7 years ago today Google announced the Penguin algorithm update, which came just over a year after Google Panda and a few months after the Top Heavy Update (an update that penalised sites with too many ads or too little content above the fold).
Google Penguin certainly got the SEO forums fired up and over the weeks and months after Penguin touched down; we saw the full extent of the update. When Penguin first launched in April 2012, it affected more than 3 percent of search results.
The algorithm update was rolled out to improve the quality of search for the user, targeting spammy websites that had poor link profiles or had engaged in manipulative link building practices.
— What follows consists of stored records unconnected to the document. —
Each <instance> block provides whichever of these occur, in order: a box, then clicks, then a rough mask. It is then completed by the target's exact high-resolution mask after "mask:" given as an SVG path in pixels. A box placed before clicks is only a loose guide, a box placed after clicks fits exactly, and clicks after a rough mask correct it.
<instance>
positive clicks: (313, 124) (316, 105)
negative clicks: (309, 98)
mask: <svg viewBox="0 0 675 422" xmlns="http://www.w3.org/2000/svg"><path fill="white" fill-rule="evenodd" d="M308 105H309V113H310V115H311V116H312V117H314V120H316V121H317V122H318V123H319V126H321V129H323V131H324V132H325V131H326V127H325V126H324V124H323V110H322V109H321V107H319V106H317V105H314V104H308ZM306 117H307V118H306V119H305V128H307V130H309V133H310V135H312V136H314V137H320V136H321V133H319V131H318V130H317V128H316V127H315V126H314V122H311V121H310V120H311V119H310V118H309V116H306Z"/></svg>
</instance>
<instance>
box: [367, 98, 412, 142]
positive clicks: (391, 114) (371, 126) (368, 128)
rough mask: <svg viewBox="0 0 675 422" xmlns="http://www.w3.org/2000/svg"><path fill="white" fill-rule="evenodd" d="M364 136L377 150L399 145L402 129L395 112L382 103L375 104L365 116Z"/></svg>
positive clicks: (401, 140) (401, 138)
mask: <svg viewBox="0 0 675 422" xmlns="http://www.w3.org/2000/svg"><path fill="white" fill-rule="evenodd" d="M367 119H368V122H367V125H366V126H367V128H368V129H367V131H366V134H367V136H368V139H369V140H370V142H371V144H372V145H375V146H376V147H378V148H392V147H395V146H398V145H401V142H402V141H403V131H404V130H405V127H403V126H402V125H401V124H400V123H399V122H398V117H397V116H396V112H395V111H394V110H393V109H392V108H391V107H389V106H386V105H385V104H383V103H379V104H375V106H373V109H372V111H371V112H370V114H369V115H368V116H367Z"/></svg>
In the years before this update SEO’s counted largely on keyword-text based links and the sheer volume of links to help them climb the rankings to gain higher positions.
The SERPS were miss-match of poor landing pages (doorway pages) and spam sites ranking in prominent positions because there was nothing in place to measure quality – nothing significant anyway.
After April 2012 we entered a new age of search, an age where content became king, and the quality of content became a much stronger ranking signal. Those that had spent time writing unique, interesting and noteworthy content would be seen as a genuine, authoritative website – triggering other ranking signals such as social shares and earned links.
Google tightened up the search algorithm to provide users with a better experience, allowing them to find the best results that relate to their search query. In the years following the initial Penguin release we saw numerous data refresh versions roll-out, and of course Penguin 4, the final Penguin update in which we saw Penguin become a part of the core algorithm.